Somerset, PA Private Plane Crash, Jun 1957


Somerset, Pa. (UP) - A New Castle, Pa., family of four was wiped out Sunday when their light plane slammed into a fog-shrouded ridge of the Allegheny Mountains near here.
Authorities said ROBERT FIELDS LONG, 26, telephone company worker and son of a prominent Lawrence County attorney with only 34 hours solo time to his credit, apparently became confused in the fog while flying home from Martinsburg, W. Va., on the last leg of a flight from Winter Haven, Fla.
Also killed in the crash were LONG'S wife, JESSIE JOAN, and their children, JEFFREY, 4, and ROBERT, JR., 18 months.
The plane, a single-engine Stinson Voyager station wagon, clipped a dead tree on isolated Albright Ridge and then virtually disintegrated as it cut a swath through a heavy forest.
Coroner Robert H. Halverson said the bodies of the victims had been "dismembered and mutilated almost beyond recognition" and were strewn along the mountainside.
The search for the LONG family began when Cletus Suttmiller, New Baltimore, notified state police he had heard a crash at about 8:10 a.m.
National Guard and private planes from Somerset and Bedford airports flew over the area but were hampered by low hanging clouds and fog. The swath cut in the forest was spotted by a pilot when visibility improved.
A rescue group of state police and 30 volunteers, headed by Sgt. James A. Blair of the Somerset state police barracks, struggled for six hours through the mountainous forests before reaching the wreckage and bring the bodies out.

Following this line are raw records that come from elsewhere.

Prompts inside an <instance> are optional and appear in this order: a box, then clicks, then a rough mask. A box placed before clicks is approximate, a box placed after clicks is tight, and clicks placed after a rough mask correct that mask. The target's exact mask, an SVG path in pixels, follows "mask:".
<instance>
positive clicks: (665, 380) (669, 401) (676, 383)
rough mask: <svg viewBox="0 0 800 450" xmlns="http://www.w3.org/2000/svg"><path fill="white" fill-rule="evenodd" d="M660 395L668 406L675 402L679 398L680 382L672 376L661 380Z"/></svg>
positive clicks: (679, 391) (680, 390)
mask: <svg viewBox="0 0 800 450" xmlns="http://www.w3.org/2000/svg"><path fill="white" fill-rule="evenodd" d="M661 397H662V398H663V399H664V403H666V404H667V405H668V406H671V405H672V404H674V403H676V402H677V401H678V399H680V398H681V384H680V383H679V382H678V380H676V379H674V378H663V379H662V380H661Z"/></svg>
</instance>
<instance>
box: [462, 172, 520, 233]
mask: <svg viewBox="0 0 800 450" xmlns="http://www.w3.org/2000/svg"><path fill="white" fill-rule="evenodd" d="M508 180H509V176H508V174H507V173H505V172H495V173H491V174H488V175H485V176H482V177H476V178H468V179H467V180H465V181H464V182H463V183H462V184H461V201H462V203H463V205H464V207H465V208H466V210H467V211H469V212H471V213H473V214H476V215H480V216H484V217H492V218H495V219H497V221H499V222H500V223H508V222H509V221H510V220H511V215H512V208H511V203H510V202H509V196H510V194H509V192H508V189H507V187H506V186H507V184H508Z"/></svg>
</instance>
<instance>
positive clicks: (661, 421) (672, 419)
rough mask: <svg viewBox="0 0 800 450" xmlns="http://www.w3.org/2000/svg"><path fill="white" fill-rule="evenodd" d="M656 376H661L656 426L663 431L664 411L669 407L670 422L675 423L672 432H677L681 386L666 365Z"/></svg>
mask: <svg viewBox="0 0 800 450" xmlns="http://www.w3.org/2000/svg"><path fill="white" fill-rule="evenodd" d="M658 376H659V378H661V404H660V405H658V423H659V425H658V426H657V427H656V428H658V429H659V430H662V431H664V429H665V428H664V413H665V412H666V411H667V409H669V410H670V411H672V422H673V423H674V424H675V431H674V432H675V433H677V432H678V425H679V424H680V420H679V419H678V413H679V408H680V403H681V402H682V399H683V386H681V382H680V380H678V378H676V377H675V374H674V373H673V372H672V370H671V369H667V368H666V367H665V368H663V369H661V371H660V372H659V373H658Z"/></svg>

Blair said the plane apparently struck the ridge at a 45-degree angle. It was strewn over a wide area but had not burned.
The Longs left New Castle last May 25 to vacation at Winter Haven.
The family spent Saturday night at Martinsburg because Long was wary of weather conditions over southern Pennsylvania. They left the West Virginia airfield about 7 a.m. and planned to arrive at New Castle at about 9 a.m. Sunday.
Long's flight plan called for him to reach New Castle by way of Somerset and Leechburg. The spot where the plane crashed in Allegheny Township of Somerset County was a few miles northeast of the proposed flight plan.
Long, son of Lawrence County Asst. Dist. Atty. Wilbert Long, was a member of a flying club at New Castle and was understood to have been taking instruction for a commercial pilot's license. He was a telephone installer.
Richard Skillman, Butler, aeronautics investigator for the state police, was scheduled to begin a formal inquiry into the crash today.